Helping liberals get out of their own way.

Klein, a New York Times columnist, and Thompson, an Atlantic staffer, lean to the left, but they aren’t interrogating the usual suspects. Aware that many conservatives have no interest in their opinions, the authors target their own side’s “pathologies.” Why do red states greenlight the kind of renewable energy projects that often languish in blue states? Why does liberal California have the nation’s most severe homelessness and housing affordability crises? One big reason: Liberal leadership has ensnared itself in a web of well-intentioned yet often onerous “goals, standards, and rules.” This “procedural kludge,” partially shaped by lawyers who pioneered a “democracy by lawsuit” strategy in the 1960s, threatens to stymie key breakthroughs. Consider the anti-pollution laws passed after World War II. In the decades since, homeowners’ groups in liberal locales have cited such statutes in lawsuits meant to stop new affordable housing. Today, these laws “block the clean energy projects” required to tackle climate change. Nuclear energy is “inarguably safer” than the fossil fuel variety, but because Washington doesn’t always “properly weigh risk,” it almost never builds new reactors. Meanwhile, technologies that may cure disease or slash the carbon footprint of cement production benefit from government support, but too often the grant process “rewards caution and punishes outsider thinking.” The authors call this style of governing “everything-bagel liberalism,” so named because of its many government mandates.
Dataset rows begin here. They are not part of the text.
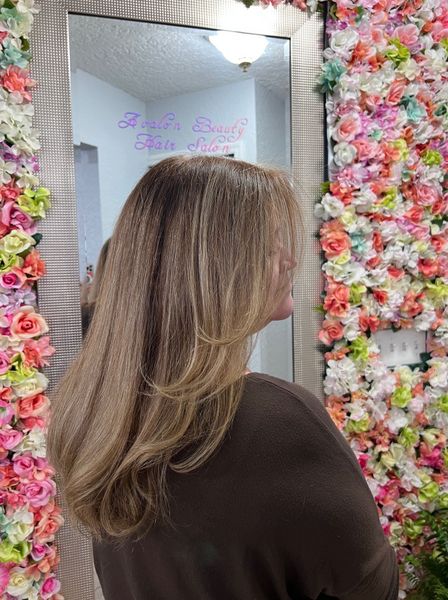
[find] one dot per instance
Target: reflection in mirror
(142, 92)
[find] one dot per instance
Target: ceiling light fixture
(239, 48)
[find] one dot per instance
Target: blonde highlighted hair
(186, 284)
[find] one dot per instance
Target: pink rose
(439, 31)
(4, 578)
(6, 412)
(4, 362)
(10, 438)
(13, 217)
(46, 529)
(50, 587)
(38, 493)
(331, 331)
(13, 279)
(426, 195)
(32, 406)
(407, 34)
(38, 552)
(396, 91)
(28, 324)
(23, 466)
(366, 148)
(347, 128)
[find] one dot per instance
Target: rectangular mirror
(149, 91)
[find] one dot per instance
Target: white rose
(409, 68)
(35, 384)
(343, 42)
(34, 443)
(344, 154)
(333, 206)
(17, 532)
(396, 420)
(19, 584)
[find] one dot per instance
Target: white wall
(90, 228)
(97, 107)
(271, 121)
(224, 105)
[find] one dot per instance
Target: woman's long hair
(187, 282)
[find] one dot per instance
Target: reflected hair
(99, 272)
(187, 282)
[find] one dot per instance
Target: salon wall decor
(385, 242)
(29, 517)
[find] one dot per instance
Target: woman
(88, 298)
(198, 480)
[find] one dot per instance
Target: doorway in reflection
(142, 92)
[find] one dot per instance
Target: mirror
(141, 92)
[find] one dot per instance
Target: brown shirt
(281, 512)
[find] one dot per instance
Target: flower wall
(29, 517)
(385, 242)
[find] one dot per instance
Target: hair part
(157, 383)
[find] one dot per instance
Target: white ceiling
(151, 61)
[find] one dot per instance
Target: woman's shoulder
(273, 397)
(288, 415)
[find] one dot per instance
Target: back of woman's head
(186, 283)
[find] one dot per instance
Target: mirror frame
(58, 292)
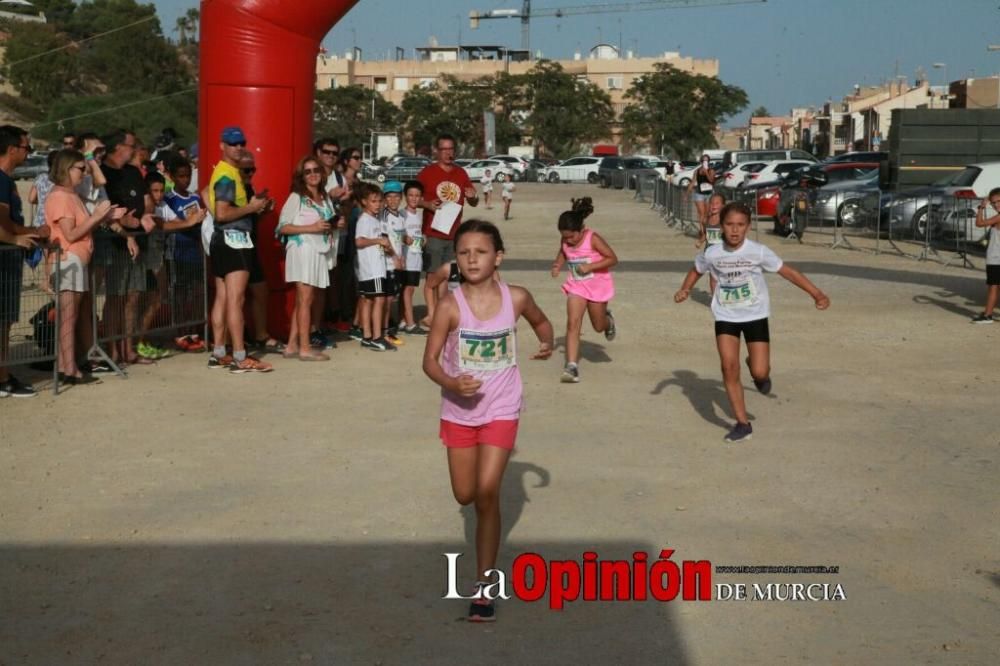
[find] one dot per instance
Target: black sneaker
(385, 343)
(15, 388)
(99, 367)
(482, 609)
(571, 374)
(374, 345)
(741, 432)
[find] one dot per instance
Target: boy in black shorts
(741, 305)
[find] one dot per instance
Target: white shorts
(304, 264)
(73, 274)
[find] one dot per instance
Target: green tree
(677, 110)
(104, 113)
(346, 113)
(137, 58)
(38, 64)
(565, 111)
(57, 12)
(424, 117)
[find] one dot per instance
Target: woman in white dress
(308, 227)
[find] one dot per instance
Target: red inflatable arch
(258, 71)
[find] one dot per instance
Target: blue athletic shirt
(187, 243)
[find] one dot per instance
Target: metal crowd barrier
(158, 294)
(29, 307)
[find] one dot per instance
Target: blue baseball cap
(233, 134)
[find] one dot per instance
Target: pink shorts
(495, 433)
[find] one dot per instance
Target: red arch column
(258, 71)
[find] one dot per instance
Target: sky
(784, 53)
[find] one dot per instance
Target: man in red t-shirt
(443, 181)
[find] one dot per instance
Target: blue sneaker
(741, 432)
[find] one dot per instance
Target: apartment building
(604, 66)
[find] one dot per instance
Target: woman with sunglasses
(308, 225)
(72, 229)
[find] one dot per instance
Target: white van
(733, 157)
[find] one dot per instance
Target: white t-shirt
(741, 292)
(414, 254)
(394, 226)
(371, 259)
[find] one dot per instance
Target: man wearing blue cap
(232, 253)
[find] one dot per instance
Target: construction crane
(526, 13)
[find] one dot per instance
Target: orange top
(64, 203)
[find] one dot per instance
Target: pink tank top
(486, 350)
(597, 286)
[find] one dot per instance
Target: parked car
(870, 156)
(734, 157)
(519, 164)
(736, 176)
(575, 168)
(32, 167)
(404, 169)
(497, 170)
(962, 197)
(772, 172)
(801, 199)
(685, 173)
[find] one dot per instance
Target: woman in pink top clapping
(471, 353)
(72, 228)
(589, 287)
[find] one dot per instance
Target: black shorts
(226, 260)
(408, 278)
(373, 288)
(753, 331)
(393, 283)
(992, 274)
(11, 275)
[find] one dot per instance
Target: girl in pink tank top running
(589, 286)
(471, 354)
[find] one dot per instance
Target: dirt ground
(188, 516)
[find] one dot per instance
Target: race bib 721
(486, 350)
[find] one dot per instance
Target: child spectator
(413, 254)
(487, 183)
(185, 264)
(990, 220)
(394, 226)
(370, 264)
(507, 195)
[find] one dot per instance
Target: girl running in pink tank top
(471, 354)
(589, 286)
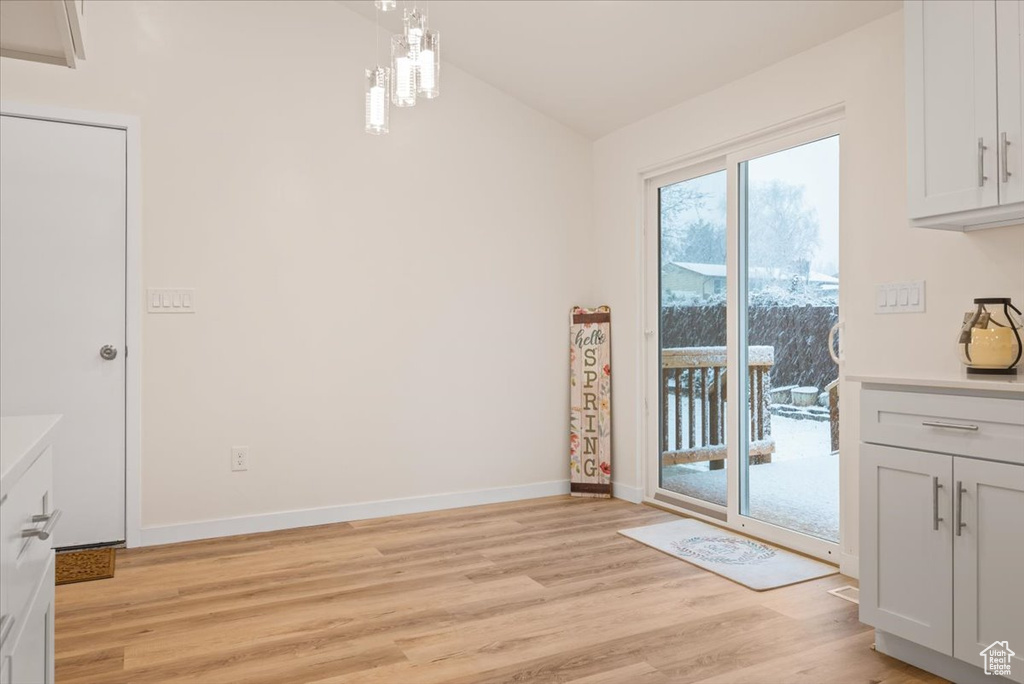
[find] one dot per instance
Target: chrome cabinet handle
(47, 529)
(6, 623)
(981, 163)
(1004, 144)
(960, 508)
(951, 426)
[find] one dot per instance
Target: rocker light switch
(900, 298)
(171, 300)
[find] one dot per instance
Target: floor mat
(85, 565)
(741, 559)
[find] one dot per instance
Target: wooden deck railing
(693, 378)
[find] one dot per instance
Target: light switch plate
(900, 297)
(170, 300)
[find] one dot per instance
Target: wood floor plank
(528, 591)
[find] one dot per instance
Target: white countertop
(1011, 385)
(22, 439)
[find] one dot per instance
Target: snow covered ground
(798, 489)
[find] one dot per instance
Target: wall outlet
(240, 458)
(900, 298)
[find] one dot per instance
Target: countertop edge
(1008, 388)
(30, 451)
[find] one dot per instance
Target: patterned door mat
(741, 559)
(85, 565)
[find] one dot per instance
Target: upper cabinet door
(988, 560)
(951, 107)
(1010, 46)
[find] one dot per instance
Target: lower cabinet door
(988, 564)
(906, 545)
(32, 655)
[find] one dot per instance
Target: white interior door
(62, 230)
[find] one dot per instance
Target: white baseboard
(849, 565)
(265, 522)
(634, 495)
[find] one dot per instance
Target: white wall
(863, 70)
(378, 317)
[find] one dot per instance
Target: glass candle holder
(989, 341)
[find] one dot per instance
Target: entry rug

Instead, they envision “a politics of abundance” that would remake travel, work, and health. This won’t happen without “changing the processes that make building and inventing so hard.” It’s time, then, to scrutinize everything from municipal zoning regulations to the paperwork requirements for scientists getting federal funding. The authors’ debut as a duo is very smart and eminently useful.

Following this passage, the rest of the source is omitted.